The discovery of antidepressants in the 1950's led to the first biological theory of depression,
which suggested that paralysis of the central monoaminergic function was a major cause of the
disease. Basic research in all fields of neuroscience (including genetics) and the discovery of
new anti-depressant drugs is changing our understanding of the mechanisms underlying stress
and drug use. (Leonard, 2018). There is no doubt that the monoaminergic system is one of the
cornerstones of these processes, but more interactions with other brain systems and the control of
the nervous system should also be considered despite all the progress achieved so far, be aware
that there are many open questions to be resolved in the future. Due to the clinical heterogeneity
and etiology of major depressive disorder, it has been difficult to determine its pathophysiology
(Abdallah, Chadi G., et al, 2018). Current neurobiological hypotheses with an active basis and
high clinical significance are reviewed in relation to their strengths and weaknesses.

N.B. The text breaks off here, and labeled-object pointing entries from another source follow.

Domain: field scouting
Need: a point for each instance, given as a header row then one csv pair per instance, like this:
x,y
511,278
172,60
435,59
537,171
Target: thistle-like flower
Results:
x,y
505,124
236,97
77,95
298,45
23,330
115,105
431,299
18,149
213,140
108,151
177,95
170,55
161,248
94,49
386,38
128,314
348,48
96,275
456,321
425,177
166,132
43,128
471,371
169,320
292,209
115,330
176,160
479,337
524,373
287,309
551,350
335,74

The ideas selected are based on research investigating stress and stress hormones,
neurotransmitters such as serotonin, norepinephrine, dopamine, glutamate and gamma-
aminobutyric acid (GABA), neurocircuitry, neurotrophic features, and rhythm. . Because all
depressive symptoms apply only to certain types of depressed patients but not others, and
because depressive pathophysiology can vary greatly during illness, current data contradict the
notion of depression. For this reason, antidepressant therapies, including psychiatric and physical
therapies, should be developed for each patient with the disorder (Dmitrzak-Weglarz & Reszka,
2017). Each assumption based on neurobiological information is discussed through their
observations on a daily basis by clinical investigators developing new therapies.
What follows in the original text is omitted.